Hongda He, J. Q. Dong, Zhixiong He, K. Zhao
Fusion Science and Technology | Volume 70 | Number 1 | July 2016 | Pages 54-61
Technical Paper | doi.org/10.13182/FST15-169
Articles are hosted by Taylor and Francis Online.
The density gradient of fast ions is the main driving force for fishbone instability that in turn results in fast ion loss. It is possible to reduce the instability by eliminating the density gradient of the fast ions by employing dual neutral beam injection (DNBI) in tokamak plasmas. The dispersion relation for the fishbone instability is applied to the case of DNBI with suitable fast ion distribution functions. The results show that the density distribution of fast ions of DNBI can bring about a stable window that is a range of values for the distance between the on-axis beam and the off-axis beam that yields an overall stabilization of the resultant fishbone mode.

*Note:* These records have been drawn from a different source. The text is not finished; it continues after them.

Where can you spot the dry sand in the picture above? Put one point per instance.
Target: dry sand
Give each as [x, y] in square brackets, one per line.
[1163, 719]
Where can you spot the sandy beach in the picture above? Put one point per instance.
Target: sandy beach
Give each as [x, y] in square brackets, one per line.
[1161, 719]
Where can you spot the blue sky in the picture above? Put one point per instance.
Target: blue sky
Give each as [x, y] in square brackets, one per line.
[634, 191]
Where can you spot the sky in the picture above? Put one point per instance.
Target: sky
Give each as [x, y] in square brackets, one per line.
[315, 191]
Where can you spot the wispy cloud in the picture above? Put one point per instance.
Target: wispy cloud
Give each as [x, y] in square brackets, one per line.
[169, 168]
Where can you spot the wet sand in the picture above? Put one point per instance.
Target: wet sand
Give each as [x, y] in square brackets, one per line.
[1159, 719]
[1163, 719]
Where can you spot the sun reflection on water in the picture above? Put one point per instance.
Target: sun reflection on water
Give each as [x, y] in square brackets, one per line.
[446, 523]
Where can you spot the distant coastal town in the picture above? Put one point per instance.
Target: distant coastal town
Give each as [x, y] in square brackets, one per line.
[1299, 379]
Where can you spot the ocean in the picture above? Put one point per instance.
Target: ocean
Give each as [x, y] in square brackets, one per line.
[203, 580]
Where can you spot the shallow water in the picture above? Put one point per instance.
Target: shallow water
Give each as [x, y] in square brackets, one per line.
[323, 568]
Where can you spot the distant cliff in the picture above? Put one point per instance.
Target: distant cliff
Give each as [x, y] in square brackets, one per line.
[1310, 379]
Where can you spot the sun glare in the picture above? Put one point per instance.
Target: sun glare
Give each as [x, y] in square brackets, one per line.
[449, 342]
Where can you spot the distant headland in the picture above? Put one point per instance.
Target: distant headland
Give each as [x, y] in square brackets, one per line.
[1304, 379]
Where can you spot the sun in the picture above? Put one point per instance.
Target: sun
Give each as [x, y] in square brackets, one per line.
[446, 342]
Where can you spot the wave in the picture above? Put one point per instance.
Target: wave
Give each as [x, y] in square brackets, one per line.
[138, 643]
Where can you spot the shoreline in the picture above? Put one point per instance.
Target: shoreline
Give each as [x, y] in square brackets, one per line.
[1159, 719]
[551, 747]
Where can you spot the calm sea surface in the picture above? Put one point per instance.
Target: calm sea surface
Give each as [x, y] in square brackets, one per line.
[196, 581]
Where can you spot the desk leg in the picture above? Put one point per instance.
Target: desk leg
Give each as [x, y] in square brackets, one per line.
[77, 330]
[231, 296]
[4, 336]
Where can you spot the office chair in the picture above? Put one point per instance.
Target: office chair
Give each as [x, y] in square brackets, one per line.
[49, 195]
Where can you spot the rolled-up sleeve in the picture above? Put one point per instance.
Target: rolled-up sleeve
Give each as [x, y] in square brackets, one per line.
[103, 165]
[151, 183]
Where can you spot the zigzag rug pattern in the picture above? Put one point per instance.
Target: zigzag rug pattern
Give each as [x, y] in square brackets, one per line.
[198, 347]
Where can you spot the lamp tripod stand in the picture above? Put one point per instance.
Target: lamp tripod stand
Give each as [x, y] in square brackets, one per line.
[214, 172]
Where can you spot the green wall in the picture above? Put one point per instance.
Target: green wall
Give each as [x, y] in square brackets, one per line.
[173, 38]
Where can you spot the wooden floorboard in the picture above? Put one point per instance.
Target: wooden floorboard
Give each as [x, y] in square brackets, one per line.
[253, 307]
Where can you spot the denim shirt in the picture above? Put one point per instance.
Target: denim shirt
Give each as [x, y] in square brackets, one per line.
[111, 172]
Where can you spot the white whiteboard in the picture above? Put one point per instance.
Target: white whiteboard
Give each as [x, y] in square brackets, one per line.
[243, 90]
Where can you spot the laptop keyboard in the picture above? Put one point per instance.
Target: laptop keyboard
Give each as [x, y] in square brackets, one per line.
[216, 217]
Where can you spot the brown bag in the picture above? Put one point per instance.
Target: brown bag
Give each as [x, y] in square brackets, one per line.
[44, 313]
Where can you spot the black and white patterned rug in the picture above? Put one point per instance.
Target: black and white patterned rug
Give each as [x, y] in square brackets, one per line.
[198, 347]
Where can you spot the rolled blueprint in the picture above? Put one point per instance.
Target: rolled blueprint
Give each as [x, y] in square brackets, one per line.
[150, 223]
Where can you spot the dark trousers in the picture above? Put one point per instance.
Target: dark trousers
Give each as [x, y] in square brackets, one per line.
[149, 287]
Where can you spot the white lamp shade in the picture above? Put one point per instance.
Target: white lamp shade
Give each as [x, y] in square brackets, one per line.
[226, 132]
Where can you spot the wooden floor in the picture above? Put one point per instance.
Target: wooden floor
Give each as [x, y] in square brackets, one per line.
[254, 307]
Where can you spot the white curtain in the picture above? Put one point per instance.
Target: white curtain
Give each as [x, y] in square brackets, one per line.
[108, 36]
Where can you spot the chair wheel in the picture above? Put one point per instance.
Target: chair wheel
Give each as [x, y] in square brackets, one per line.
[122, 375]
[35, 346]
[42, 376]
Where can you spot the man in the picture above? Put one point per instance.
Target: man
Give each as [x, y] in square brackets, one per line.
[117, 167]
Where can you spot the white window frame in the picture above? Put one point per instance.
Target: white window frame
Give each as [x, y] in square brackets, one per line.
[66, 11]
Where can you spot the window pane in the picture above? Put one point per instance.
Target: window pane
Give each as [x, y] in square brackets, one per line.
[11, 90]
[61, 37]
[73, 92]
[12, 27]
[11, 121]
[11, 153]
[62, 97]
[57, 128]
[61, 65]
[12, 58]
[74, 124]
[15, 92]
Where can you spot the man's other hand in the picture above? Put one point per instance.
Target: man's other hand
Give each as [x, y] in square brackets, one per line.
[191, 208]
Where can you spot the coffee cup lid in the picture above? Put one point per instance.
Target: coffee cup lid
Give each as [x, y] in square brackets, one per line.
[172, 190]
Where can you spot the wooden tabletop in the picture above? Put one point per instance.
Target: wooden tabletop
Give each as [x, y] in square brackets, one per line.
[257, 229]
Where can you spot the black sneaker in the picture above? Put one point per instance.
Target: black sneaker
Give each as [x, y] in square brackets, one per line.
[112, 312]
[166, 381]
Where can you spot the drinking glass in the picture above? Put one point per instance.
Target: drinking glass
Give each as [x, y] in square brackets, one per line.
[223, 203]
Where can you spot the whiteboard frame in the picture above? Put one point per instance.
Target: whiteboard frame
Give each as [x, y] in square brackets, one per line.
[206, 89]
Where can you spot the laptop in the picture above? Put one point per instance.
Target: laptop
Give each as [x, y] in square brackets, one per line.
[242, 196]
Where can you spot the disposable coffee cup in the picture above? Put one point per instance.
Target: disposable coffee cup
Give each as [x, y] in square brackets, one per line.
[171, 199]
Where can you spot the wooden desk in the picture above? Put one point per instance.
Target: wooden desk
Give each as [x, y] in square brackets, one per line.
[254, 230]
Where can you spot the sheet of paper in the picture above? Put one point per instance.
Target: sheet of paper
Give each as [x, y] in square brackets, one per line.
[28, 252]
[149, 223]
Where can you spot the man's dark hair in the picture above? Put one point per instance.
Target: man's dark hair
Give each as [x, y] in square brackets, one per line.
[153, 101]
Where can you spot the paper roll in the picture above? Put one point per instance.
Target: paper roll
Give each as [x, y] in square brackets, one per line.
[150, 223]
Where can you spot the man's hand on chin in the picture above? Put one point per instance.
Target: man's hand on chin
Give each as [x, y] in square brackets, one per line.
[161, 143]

The width of the stable window increases linearly with the position of the safety factor q = 1 magnetic flux surface increasing. In addition, the width of the stable window becomes wider for a more peaked density profile of fast ions and keeps constant for a peaked enough density profile of fast ions. The growth rates of the fishbone modes dramatically decrease with the intensity ratio of off-axis neutral beam injection (NBI) and on-axis NBI, and the critical beta values of fast ions increase with the intensity ratio increasing. Fishbone modes can be avoided with DNBI, which may be an effective method to prevent fast ion loss resulting from fishbone instabilities.